Un terrain vague, sur lequel avaient poussé des centaines de petites cabanes collées les unes aux autres. Dressées, fixées, isolées, chauffées avec les moyens du bord. Si le temps devenait trop froid, les rescapés iraient passer la nuit dans les entrepôts inutilisés, qui seraient alors aménagés en conséquence. Mais pour l'instant, tout le monde demeurait chez soi.
Avec à peine plus de cinq cents habitants qui se fréquentaient constamment, que ce soit pour la protection, la cuisine ou le poursuite des travaux, David pouvait estimer connaître plus ou moins tout le monde. Une aussi petite communauté avait de toute façon besoin d'être soudée.
Il n'était pas l'un des proches de Cédric, mais avait déjà aidé sa mère à plusieurs reprises. Elle le connaissait sommairement, et lui savait à peu près dans quel cabanon ils habitaient. Et chaque ''famille'', tout du moins groupes d'habitants, avait pris soin de placer un signe distinctif.

« Prépares-toi, souffla t-il à la jeune femme en lui indiquant une porte en bois sur laquelle était accrochée un vieux médaillon doré orné d'une croix. C'est juste ici. »

Elle regarda dans la direction indiquée, et soupira doucement. Le jeune homme pris une grande inspiration, puis frappa. Les trois coups secs résonnèrent dans la petite pièce, derrière. Chaque cabane faisait plus ou moins une quinzaine de mètres carrés. Chacun était libre de l'agrandir comme il le souhaitait, du moment qu'il trouvait les matériaux et l'énergie nécessaire. Ce n'était pas vraiment le cas de cette famille.
Lorsqu'une vieille dame aux cheveux emmêlés et d'un gris blanchâtre ouvrit la porte, il vit qu'ils avaient au moins dressé une petite séparation entre l'entrée et le reste du ''bâtiment''. Sa main gauche était entourée d'un bandage ensanglanté, et ses vêtements ondulèrent quand le vent s'engouffra dans la cabane.

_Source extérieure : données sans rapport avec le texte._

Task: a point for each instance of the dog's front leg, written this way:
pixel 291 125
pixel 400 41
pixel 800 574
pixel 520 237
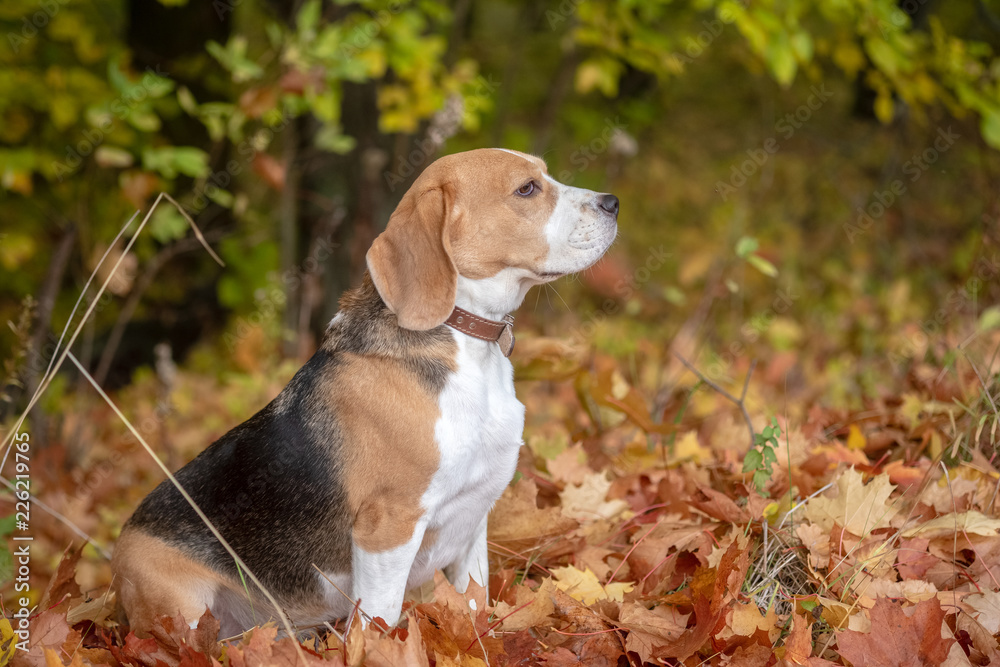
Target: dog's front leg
pixel 474 564
pixel 379 578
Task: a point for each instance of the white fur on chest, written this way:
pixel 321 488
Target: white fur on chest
pixel 478 435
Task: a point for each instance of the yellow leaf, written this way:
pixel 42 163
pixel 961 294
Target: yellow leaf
pixel 911 408
pixel 688 448
pixel 584 586
pixel 586 501
pixel 858 507
pixel 971 523
pixel 8 644
pixel 531 609
pixel 884 107
pixel 856 440
pixel 746 620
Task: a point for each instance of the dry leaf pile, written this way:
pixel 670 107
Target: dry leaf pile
pixel 632 536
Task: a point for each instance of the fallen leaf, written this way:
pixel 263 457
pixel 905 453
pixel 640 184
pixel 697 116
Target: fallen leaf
pixel 530 609
pixel 587 501
pixel 517 523
pixel 859 508
pixel 817 542
pixel 62 586
pixel 855 438
pixel 651 629
pixel 570 466
pixel 898 640
pixel 970 523
pixel 798 644
pixel 585 587
pixel 987 609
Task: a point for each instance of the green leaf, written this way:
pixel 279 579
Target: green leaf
pixel 752 461
pixel 330 138
pixel 601 73
pixel 745 246
pixel 167 224
pixel 173 160
pixel 769 457
pixel 760 479
pixel 233 58
pixel 781 60
pixel 308 18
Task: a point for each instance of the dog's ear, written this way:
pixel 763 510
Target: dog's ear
pixel 410 262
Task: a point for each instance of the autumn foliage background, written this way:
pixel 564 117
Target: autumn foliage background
pixel 761 431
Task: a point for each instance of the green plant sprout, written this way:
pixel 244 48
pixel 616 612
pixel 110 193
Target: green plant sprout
pixel 761 458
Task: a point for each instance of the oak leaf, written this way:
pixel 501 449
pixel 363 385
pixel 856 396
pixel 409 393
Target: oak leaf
pixel 859 508
pixel 648 630
pixel 570 465
pixel 517 523
pixel 48 630
pixel 987 609
pixel 798 644
pixel 585 587
pixel 588 501
pixel 898 640
pixel 531 609
pixel 970 523
pixel 817 542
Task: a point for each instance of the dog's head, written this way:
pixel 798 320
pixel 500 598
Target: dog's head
pixel 490 220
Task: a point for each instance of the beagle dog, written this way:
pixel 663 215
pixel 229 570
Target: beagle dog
pixel 381 459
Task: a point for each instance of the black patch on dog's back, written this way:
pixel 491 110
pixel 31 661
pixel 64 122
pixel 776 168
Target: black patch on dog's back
pixel 273 485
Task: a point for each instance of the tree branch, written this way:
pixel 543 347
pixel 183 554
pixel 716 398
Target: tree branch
pixel 739 402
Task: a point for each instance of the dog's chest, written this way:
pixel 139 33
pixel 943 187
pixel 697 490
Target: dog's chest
pixel 478 436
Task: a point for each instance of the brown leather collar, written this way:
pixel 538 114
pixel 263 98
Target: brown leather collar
pixel 501 333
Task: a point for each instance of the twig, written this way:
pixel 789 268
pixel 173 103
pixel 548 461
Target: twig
pixel 739 402
pixel 59 517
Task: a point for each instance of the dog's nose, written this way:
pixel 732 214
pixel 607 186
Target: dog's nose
pixel 609 203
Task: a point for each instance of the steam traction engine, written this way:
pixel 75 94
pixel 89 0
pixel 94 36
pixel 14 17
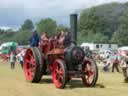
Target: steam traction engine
pixel 64 64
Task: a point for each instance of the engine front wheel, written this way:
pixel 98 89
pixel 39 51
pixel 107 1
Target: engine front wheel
pixel 59 73
pixel 90 70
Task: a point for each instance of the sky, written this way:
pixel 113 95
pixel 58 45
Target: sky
pixel 14 12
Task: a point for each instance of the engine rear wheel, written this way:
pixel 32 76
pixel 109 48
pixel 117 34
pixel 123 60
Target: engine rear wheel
pixel 59 73
pixel 90 70
pixel 32 65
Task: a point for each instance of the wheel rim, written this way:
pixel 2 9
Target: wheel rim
pixel 58 75
pixel 29 65
pixel 89 75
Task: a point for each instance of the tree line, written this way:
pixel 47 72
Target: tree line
pixel 107 23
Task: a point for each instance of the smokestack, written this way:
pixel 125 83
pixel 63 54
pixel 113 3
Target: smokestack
pixel 73 26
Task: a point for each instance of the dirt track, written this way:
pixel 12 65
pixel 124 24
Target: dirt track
pixel 12 83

« Oh, ne vous en faites pas, fit-elle immédiatement en interceptant le regard inquiet qu'ils jetèrent à sa main, je me suis juste égratignée. Vous voulez quelque chose ? »

Le peu de bonne humeur que le jeune homme avait réussi à conserver s'envola immédiatement. Le temps passait étrangement, dans ce camp, surtout quand on ne pouvait plus faire grand chose. Cette pauvre femme ne savait probablement pas que c'était aujourd'hui que les cultures revenaient, et elle était peut-être trop préoccupée par sa plaie pour les reconnaître vraiment.
Ce changement d'humeur ne lui échappa pas, car elle eut un froncement de sourcil, ainsi qu'un très léger mouvement de recul. David tenta vainement de décrisper sa mâchoire pour ne pas l'inquiéter. D'un bref coup d'oeil, il vit que la peine et le désespoir jaillissait littéralement du regard de Melinda, et essaya de concentrer l'attention de la vieille dame sur lui.

« Est-ce que nous pouvons entrer ? Il y a... quelque chose qu'on doit vous dire. »

David regretta ses paroles dès qu'elle furent prononcées. Sa propre voix, qu'il avait tenté de rendre rassurante, s'était brisée sur les derniers mots. Les yeux d'un vert pâle s'écarquillèrent sous les mèches grises, et le jeune homme comprit que les rouages venaient de se mettre en place. Un membre des cultures qui venait vous voir à leur retour ne le faisait jamais par simple courtoisie.
Le temps qu'il rouvre la bouche pour essayer d'atténuer le choc, la porte de bois se claquait devant eux.